During the rigorous training physicians undergo to learn their craft, very little education is received on how to deal with submitting claims to insurance companies. It's unfortunately a necessary evil, as physicians who contract with insurance companies rely on that reimbursement as the lifeblood for practice survival.
Receiving payment from insurance payers involves submitting claims after providing treatment. Whether it's in an office setting, emergency room, or an operating room, filing a claim involves supplying the appropriate procedure and diagnosis codes along with any appropriate modifiers pertaining to the treatment performed. However, simply filing a claim does not assure that it will in fact be paid.
The policies of insurance companies for accepting or rejecting claims change often. A claim that got paid last month may be currently denied without notice depending on carrier specific modifications. This results in a large batch of denied claims for physicians performing many of the same procedures. Not only is it confusing for a practice to attempt following up on these adjustments, it can result in lengthy days in accounts receivables along with rollercoaster collection periods.
Is there a secret weapon physicians can use to assist with streamlining claims to maximize acceptance? That's where claim "scrubbing" enters the picture. The term "scrubbing" refers to an intricate cleaning of a claim prior to submission. Over the past 10 years, automated claims editing has been developed which helps to validate that a claim is appropriate and accurate for submission.
There are two components in scrubbing claims. As the most common error for denied claims is data entry errors, the patient demographic data is reviewed for the most common mistakes. For instance, keying in an incorrect procedure code that is age specific would make the claim invalid, and the scrubber flags those types of errors for correction prior to submission. This is the easy part of the automation.
The complicated portion of scrubbing involves a thorough review of the codes and modifiers to ensure complicity with carrier specific guidelines. This is commonly referred
to as the "rules engine." In some fashion, every data element of the claim is analyzed. If a physician submits a claim for a hysterectomy and the scrubber sees a male gender it will obviously be flagged. The scrubber verifies that a procedure performed is associated with a diagnosis code that justifies the medical necessity of that procedure along with variables such as gender, age, date and place of service and any required modifiers.
The complexity of scrubbing should not be underestimated. By the time one multiplies the total number of Medicare local and national coverage determinations, along with data from the Correct Coding Initiative (CCI), ICD-9 codes, and modifiers the potential numbers of editable combinations surpasses ten million. Advanced claim scrubbers, though, can review about ten claims per second.
By including national and local coverage determinations from all of the Medicare geographical regions in every state along with data from the Correct Coding Initiative (CCI), approximately 35% of existing CPT codes are represented as a baseline in claims editing programs. There is no Medicare medical necessity guidelines for the remaining 65% of codes, therefore claim scrubber software companies hire clinicians and nurses who work full time evaluating up to the minute medical necessity data posted by insurance carriers around the country on their website as mandated by law. In addition, procedure codes are matched with all feasible diagnosis codes that are believed to be clinically defensible for claim acceptance. As one might expect, this is a costly endeavor so most claim scrubbing software companies license this portion from the few companies performing the research.
So how good are existing claim scrubbers? There's a wide range available, either as a standalone product or integrated with practice management software. Often the billing company utilized will incorporate a scrubber. The best ones will routinely achieve over 95% claim acceptance on the first pass. Practices who were previously performing manual edits typically find that after instituting the technology the scrubber flags over 30% of claims.
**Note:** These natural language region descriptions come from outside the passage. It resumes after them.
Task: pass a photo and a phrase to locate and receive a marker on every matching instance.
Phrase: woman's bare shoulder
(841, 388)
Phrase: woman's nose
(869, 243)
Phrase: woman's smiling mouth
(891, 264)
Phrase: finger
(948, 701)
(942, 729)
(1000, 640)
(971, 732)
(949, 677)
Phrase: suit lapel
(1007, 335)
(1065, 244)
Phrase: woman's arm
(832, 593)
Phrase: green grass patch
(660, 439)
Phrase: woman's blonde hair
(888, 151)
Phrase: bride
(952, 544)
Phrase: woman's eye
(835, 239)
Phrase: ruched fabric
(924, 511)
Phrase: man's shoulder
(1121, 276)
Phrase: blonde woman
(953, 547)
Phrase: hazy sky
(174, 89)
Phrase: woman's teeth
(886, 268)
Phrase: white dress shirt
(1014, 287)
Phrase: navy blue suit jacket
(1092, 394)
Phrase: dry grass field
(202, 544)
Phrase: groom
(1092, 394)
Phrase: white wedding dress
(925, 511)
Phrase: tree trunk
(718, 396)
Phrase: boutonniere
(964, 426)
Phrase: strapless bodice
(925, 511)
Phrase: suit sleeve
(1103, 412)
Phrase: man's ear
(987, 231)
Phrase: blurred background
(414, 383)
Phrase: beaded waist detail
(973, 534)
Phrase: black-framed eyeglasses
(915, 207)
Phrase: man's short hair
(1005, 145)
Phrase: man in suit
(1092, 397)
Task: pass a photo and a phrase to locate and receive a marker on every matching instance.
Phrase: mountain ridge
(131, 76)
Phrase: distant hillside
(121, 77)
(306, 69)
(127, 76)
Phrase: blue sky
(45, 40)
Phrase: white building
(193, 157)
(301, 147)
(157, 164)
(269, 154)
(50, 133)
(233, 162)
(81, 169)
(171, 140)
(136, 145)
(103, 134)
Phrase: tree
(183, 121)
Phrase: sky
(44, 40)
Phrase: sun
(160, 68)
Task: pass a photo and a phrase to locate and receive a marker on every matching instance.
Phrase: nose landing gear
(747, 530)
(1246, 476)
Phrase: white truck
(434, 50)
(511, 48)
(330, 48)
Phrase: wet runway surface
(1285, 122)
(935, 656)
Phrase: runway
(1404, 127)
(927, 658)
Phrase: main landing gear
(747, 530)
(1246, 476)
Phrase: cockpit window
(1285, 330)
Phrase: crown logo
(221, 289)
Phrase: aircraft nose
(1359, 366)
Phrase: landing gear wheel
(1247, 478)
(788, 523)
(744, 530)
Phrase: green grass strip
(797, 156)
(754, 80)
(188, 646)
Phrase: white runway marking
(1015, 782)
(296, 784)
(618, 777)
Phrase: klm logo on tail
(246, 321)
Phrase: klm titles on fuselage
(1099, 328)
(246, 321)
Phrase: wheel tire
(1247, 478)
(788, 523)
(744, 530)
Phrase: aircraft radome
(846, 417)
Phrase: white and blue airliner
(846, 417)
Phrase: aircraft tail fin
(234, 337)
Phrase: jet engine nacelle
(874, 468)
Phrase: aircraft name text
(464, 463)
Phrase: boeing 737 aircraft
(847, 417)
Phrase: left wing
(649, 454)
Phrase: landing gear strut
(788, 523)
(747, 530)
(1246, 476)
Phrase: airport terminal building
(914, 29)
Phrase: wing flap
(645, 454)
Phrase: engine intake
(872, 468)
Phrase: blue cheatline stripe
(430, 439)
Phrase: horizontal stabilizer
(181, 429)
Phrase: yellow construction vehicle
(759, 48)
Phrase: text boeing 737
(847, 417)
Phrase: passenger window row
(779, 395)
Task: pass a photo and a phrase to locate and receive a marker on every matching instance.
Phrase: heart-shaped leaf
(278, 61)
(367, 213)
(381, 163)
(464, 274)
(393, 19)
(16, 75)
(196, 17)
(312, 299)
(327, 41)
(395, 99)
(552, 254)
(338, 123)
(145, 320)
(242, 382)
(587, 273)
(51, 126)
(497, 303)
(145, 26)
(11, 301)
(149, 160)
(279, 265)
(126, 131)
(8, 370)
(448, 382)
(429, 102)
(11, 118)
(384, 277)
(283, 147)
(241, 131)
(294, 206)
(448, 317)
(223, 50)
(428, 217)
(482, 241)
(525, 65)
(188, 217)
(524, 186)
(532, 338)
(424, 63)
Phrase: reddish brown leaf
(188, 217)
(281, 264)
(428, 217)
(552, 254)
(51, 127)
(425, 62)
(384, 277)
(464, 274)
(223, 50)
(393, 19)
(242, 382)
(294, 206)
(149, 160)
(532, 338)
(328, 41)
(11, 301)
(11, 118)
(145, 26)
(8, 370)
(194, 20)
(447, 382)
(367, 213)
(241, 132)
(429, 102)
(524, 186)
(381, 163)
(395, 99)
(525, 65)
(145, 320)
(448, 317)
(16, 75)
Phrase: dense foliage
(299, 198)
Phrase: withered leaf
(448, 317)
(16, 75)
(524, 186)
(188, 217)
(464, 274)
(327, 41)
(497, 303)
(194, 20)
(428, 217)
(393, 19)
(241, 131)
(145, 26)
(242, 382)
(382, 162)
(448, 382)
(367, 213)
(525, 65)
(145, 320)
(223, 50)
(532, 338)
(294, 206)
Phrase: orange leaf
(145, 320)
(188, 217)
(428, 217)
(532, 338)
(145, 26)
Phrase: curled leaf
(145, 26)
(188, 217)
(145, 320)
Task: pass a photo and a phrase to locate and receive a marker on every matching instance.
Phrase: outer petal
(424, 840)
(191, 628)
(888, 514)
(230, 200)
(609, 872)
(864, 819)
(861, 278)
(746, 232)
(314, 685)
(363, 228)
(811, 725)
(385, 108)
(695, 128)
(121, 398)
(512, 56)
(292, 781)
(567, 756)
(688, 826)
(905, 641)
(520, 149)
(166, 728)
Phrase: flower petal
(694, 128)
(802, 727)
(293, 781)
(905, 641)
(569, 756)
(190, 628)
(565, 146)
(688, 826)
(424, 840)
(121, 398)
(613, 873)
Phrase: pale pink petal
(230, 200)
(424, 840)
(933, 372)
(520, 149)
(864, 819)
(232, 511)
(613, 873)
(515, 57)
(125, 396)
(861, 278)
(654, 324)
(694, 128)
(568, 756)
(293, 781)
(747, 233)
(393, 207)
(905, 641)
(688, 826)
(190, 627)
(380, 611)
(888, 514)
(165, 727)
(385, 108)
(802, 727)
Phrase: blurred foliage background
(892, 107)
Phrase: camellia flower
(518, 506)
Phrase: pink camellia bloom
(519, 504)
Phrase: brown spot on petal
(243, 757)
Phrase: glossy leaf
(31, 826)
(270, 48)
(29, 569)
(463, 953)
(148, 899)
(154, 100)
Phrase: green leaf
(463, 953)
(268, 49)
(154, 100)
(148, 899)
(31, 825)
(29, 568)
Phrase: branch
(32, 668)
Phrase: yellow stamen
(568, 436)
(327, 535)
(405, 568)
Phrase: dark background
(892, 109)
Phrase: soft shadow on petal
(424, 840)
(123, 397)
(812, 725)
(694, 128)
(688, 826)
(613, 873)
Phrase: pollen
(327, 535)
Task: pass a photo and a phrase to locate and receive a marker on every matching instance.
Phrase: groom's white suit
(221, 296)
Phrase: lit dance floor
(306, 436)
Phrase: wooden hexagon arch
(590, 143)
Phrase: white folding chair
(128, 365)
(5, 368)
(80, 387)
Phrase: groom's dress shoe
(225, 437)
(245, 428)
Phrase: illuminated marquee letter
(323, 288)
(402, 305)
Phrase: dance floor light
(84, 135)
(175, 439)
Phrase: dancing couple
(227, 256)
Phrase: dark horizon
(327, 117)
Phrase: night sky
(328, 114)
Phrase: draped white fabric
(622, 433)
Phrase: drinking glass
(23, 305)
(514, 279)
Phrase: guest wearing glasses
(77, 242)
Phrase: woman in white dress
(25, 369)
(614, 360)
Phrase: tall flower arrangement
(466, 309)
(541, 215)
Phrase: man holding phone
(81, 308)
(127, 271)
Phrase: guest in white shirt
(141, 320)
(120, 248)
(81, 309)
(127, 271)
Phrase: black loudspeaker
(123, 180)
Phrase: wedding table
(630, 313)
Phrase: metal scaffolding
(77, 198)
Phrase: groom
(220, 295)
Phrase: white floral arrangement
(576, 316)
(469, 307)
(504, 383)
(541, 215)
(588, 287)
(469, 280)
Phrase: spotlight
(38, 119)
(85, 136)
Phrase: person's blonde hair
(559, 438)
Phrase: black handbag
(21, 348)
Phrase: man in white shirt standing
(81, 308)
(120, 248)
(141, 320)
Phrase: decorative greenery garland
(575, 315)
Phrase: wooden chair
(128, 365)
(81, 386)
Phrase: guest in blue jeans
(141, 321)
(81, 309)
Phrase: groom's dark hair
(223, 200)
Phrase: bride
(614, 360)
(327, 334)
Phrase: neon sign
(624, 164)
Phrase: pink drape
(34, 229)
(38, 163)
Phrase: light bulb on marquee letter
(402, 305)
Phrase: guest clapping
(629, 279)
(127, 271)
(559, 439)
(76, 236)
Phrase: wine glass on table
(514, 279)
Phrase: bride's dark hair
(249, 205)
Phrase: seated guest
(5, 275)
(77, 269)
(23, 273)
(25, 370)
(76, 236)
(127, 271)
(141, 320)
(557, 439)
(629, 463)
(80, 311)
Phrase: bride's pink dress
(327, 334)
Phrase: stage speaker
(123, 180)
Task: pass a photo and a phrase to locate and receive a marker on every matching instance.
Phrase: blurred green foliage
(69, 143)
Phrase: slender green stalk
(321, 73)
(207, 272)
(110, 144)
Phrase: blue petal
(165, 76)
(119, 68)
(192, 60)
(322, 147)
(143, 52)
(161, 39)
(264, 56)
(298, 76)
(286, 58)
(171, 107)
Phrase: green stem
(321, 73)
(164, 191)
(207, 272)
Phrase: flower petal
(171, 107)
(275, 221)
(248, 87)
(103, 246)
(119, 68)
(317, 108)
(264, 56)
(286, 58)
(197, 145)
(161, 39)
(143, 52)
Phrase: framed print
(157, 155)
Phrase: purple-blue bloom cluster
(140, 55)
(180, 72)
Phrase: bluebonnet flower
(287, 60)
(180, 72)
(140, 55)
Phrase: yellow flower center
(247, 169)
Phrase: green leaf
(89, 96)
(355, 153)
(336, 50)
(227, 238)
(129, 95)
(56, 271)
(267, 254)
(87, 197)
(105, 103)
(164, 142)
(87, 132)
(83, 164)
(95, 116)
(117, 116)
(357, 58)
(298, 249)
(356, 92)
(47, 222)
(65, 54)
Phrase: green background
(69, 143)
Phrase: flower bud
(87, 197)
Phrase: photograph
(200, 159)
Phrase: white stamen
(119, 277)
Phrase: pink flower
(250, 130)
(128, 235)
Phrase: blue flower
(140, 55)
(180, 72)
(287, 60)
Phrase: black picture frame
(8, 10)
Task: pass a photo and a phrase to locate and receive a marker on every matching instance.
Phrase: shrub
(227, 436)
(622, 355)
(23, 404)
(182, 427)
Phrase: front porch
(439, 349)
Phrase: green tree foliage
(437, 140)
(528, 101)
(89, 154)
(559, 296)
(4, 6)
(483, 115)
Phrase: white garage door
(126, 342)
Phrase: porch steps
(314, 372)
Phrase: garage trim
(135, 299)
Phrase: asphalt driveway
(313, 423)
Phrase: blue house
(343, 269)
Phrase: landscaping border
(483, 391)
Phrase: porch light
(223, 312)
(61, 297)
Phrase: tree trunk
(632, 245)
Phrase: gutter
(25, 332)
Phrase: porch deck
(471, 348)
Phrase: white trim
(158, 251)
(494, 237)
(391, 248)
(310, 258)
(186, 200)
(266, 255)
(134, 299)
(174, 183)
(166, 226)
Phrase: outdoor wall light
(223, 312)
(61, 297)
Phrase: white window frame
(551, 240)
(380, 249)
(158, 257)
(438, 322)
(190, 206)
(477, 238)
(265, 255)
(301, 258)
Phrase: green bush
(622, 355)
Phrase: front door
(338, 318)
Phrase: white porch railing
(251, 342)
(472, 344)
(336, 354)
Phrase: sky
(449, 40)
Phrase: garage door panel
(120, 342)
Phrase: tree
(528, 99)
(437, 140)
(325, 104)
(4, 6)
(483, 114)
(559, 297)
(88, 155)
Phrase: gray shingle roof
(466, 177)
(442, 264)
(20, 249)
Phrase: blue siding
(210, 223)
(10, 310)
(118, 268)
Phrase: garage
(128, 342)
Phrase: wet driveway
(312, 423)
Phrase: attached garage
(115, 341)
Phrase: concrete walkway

This means about 30% potential claim denial prior to scrubbing, which drags out the revenue cycle. By having the scrubber flagging problem claims, changes can then be made instantly prior to submission, rather than waiting weeks for a denial. As a result, the practice will see more reimbursement and receive those funds faster. There will also be less back-end work secondary to denied claims.
Can relying on an experienced coder achieve the same acceptance rate? In all likelihood, no. As mentioned, scrubbers check demographic information along with the codes. Also, if a payer changes a filing guideline on its claim form or a medical necessity requirement, a certified coder would probably not be aware of it in a timely fashion. If a physician is contracted with a large amount of carriers, the chances of being subjected to rejected claims increases dramatically without a way of continually monitoring these myriad and often complex requirements.
Embracing an advanced claim scrubber, whether directly or indirectly, will allow one's practice to effectively combat the convoluted world of insurance claim rules and regulations. Practices that incorporate claim scrubbing rarely move away from the process. When the bottom line receives a significant boost along with peace of mind from knowing the latest technology is in their back pocket, why would they?